The current implementation of DMR utilizes the DSVI AMBE+2™ vocoder by agreement of the manufactures; it is not specified in the ESTI standard. Most of the radio manufacturers have implemented the vocoder in licensed software. The forward error correction in the AMBE+2™ is an improvement of the voice quality of older vocoders such as used by D-Star™.

Amateur Mototrbo™ and Hytera DMR networks, from the end user standpoint, operate the same. Amateur Mototrbo™ networks are much
larger, cover many more areas, and most are interconnected. I look forward to the day when the multiple vendor infrastructures can be interconnected by the amateur community. Not all the amateur DMR repeaters are connected to the wide area networks; some are standalone either because they have yet to obtain an ISP connection at their repeater site or because they just want to use the repeater for local communications. Some standalones are operating in dual-mode (analog/digital). Mototrbo™ repeaters operating in dual-mode do not support interconnection via the Internet using IPSC.

Some hams have installed DMR repeaters in a vehicle, using 3G/4G cellular wireless services for Internet access. Others have implemented remote bases to interconnect to other networks or radios; it is important to remember that the wide area networks typically have policies prohibiting interconnected traffic, but what is implemented locally and stays local is acceptable. While some may consider network policies prohibiting interconnection to different types of networks political, these policies are really about keeping large networks functioning. Users sometimes don’t realize the hours put in by network operators or the
extent of their efforts that are required to keep a linked system running smoothly. There are sometimes issues of poor quality from interconnected technologies because of the vocoding process that would degrade the quality of the network. DMR-MARC has a sandbox available for persons interested in developing and experimenting that is separate from and off the main DMR-MARC network [http://www.dmr-marc.net/sandbox.html].

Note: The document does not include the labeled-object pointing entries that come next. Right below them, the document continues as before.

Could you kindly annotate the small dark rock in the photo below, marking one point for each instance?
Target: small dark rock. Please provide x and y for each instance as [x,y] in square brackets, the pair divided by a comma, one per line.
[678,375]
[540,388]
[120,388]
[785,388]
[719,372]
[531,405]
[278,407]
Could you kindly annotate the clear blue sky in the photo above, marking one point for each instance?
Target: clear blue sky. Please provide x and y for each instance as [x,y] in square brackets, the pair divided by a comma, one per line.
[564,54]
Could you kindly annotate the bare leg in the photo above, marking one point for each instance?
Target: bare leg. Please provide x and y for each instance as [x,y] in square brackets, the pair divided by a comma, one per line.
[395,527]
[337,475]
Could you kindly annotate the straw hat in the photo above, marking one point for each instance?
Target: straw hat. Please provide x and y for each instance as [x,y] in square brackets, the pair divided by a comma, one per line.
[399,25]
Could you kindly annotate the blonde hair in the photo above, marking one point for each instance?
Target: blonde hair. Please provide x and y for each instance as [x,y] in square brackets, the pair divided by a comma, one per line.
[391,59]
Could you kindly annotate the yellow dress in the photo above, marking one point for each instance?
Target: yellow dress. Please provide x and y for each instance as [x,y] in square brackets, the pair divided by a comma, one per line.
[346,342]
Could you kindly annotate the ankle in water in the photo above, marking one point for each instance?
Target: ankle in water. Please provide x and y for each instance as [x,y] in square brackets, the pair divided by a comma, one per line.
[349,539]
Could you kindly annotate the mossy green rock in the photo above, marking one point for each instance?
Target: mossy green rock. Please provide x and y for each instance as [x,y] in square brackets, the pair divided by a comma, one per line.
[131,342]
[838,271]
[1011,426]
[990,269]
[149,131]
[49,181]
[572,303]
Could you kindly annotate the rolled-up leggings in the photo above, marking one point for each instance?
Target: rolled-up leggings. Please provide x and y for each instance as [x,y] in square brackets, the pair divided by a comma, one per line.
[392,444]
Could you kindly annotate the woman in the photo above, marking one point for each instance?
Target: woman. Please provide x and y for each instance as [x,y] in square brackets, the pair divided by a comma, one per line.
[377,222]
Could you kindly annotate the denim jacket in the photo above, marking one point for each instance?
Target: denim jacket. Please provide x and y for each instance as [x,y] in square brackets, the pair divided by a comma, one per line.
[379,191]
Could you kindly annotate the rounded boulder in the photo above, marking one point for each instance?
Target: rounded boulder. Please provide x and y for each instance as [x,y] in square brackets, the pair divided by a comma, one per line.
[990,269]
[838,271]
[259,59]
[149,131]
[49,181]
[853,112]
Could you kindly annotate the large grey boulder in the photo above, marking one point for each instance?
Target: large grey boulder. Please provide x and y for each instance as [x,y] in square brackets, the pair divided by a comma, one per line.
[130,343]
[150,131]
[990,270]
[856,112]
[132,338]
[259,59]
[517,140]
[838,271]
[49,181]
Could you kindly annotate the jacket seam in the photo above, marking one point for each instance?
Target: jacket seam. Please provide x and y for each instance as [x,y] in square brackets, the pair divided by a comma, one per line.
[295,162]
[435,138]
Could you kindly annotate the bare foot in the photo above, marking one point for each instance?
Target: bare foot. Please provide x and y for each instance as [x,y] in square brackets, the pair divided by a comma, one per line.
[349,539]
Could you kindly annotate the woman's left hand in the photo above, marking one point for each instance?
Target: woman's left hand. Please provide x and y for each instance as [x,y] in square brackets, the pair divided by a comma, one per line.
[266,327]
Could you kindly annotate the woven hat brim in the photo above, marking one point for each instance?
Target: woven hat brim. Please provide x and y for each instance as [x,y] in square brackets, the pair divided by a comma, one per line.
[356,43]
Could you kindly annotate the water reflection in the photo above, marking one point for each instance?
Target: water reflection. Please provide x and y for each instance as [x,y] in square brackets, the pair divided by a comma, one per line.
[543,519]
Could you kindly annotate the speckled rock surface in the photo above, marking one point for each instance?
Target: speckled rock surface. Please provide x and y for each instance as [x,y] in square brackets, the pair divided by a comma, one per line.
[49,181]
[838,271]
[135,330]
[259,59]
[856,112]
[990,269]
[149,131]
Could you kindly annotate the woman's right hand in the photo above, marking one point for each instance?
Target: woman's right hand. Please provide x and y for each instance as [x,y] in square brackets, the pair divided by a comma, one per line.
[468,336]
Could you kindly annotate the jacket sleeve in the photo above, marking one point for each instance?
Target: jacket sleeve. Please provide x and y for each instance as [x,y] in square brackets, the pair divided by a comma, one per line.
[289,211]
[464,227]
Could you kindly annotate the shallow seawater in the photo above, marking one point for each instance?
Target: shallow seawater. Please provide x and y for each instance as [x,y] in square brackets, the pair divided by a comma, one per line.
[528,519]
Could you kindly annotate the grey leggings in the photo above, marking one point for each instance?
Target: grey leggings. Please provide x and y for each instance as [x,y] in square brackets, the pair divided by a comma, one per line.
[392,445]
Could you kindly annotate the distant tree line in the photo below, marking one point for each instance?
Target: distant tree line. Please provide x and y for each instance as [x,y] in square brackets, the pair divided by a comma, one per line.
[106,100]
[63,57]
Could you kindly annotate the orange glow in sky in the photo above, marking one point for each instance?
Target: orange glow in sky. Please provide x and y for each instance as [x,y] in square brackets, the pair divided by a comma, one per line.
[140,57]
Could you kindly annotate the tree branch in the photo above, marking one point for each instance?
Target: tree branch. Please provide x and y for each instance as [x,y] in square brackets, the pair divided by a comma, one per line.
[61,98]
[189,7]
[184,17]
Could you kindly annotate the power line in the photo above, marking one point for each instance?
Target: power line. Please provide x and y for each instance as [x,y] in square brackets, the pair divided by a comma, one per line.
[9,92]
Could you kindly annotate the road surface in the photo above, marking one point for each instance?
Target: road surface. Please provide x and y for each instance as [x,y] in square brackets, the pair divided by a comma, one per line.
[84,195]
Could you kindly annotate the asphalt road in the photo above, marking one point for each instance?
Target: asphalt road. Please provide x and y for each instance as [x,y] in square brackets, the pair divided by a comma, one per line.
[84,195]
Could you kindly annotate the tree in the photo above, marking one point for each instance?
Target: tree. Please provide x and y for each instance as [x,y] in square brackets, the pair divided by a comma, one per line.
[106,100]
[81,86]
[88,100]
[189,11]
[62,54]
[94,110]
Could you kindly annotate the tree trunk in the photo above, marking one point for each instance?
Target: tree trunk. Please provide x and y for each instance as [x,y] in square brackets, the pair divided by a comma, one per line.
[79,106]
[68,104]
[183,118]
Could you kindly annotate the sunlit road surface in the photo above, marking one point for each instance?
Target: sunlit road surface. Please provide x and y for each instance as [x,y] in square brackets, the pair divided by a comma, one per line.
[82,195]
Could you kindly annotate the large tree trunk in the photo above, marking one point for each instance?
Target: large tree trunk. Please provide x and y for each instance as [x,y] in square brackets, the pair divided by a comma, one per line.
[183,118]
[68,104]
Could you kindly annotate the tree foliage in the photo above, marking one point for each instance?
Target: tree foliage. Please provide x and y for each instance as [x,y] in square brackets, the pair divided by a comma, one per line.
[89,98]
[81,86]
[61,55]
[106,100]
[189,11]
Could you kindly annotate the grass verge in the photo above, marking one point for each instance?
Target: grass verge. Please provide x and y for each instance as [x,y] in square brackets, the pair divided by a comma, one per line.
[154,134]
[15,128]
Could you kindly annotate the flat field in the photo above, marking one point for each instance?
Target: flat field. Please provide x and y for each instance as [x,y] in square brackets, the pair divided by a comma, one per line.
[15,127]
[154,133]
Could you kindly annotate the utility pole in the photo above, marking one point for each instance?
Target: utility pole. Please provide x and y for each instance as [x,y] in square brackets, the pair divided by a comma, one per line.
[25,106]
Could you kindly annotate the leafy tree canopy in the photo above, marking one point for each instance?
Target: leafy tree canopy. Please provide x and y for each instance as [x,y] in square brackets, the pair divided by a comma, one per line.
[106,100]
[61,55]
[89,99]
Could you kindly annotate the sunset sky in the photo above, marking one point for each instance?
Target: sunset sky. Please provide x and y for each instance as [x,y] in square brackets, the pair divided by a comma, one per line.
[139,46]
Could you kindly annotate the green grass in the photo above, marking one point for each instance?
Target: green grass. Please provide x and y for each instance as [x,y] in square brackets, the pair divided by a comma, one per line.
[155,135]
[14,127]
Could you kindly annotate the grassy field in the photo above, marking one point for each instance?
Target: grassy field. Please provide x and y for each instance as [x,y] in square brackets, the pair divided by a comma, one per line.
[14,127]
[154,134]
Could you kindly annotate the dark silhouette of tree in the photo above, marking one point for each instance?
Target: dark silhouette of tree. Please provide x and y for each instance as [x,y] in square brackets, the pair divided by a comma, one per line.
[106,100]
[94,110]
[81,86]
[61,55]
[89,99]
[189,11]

Back during the early era of amateur analog repeaters, most everyone used surplus commercial radios. Over time, equipment designed for and targeted to the radio amateur reached the amateur radio marketplace. Today in the DMR marketplace you can find used commercial gear, but new DMR radios are now available with street prices within the range of a typical ham budget. Some amateur DMR users are just using their commercial radios from work with a few extra channels programmed in.

Currently, no manufacturer is marketing an “Amateur” DMR radio; they are building DMR radios for the broader world market. Because of FCC Rules & Regulations for commercial users, DMR radios do not offer FPP (Front Panel Programming) as is the norm for other amateur radios. This is really not an issue because most DMR radios have enough channels to program all possible channels you may want to operate. Most of the DMR radios require a programming cable to program the radio using manufacturer software, while some radios support programming using BlueTooth and even over-the-air programming.

There are police and fire departments, local/state governments and many businesses using DMR Tier II and Tier III; any Tier III capable radio will also work on Tier II systems but neither will work on Tier I. If you have a DMR radio for work, you may be able to program it to also work on amateur repeaters (make sure you have permission) and you will need to contact DMR-MARC about a usable subscriber ID that will work on both networks.